Introduction: Integrated vs Non-Integrated Accounting Systems

## Cost Accounting Systems — Introduction

To run business operations efficiently, an appropriate accounting system is needed for recording cost and financial transactions. There are two methods of maintaining cost records.

### The two systems

SystemMeaning
Integrated (Integral) Accounting SystemCost and financial accounting records are merged into one set of books
Non-Integrated Accounting System (Cost Control System)Cost and financial transactions are kept separately in two independent sets of books

```

+-- Non-Integrated System (separate cost & financial records)

Company records --|

+-- Integrated System (combined cost & financial records)

```

### Consequence of keeping records separately

Because the Non-Integrated system maintains costing and financial records separately, it reports two different profit figures.

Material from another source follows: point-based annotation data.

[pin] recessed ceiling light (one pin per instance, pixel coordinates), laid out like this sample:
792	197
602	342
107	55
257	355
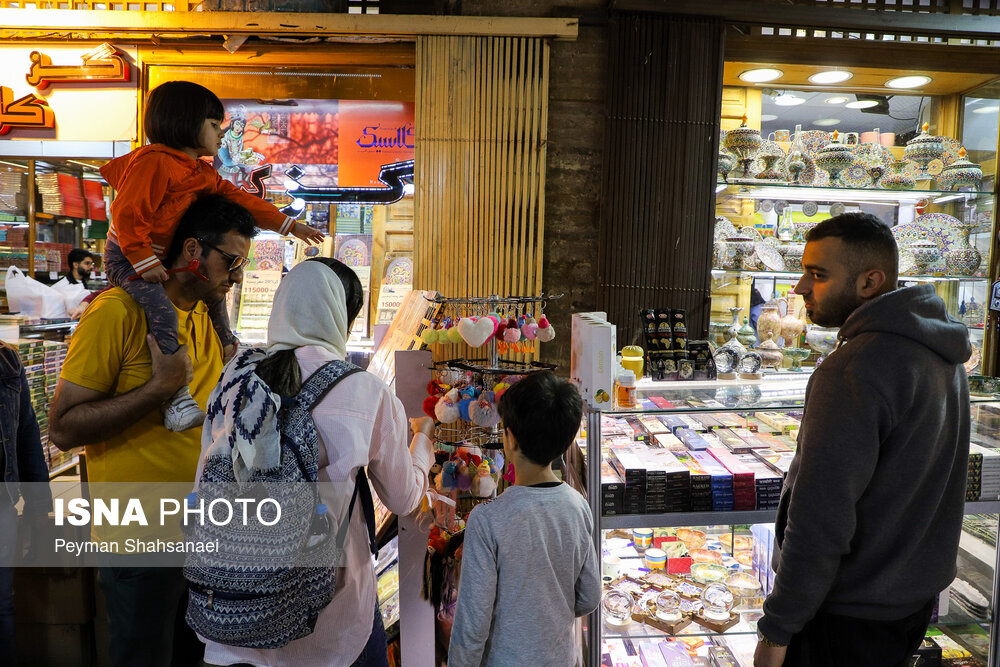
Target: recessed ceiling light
831	76
787	100
761	75
908	81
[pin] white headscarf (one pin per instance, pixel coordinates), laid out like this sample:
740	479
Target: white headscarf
310	308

These two profits must then be reconciled (covered in the reconciliation segment of the chapter).

### Structure of the chapter

The chapter is bifurcated into three segments:

1. Non-Integrated Accounting Systems

2. Integrated Accounting Systems

3. Reconciliation (of cost and financial profits)

### Key takeaway

Under an integrated system there is one profit figure (no reconciliation needed). Under a non-integrated system there are two profit figures that differ and must be reconciled.

⚠️ Common exam mistakes

  • Thinking reconciliation is needed under the integrated system — it is only needed under the NON-integrated system, where two separate profits arise.
  • Confusing the terms: 'Integral/Integrated' = one combined set of books; 'Non-Integrated / Cost Control' = two separate sets of books.
  • Believing both systems always give the same profit — only the integrated system yields a single profit automatically.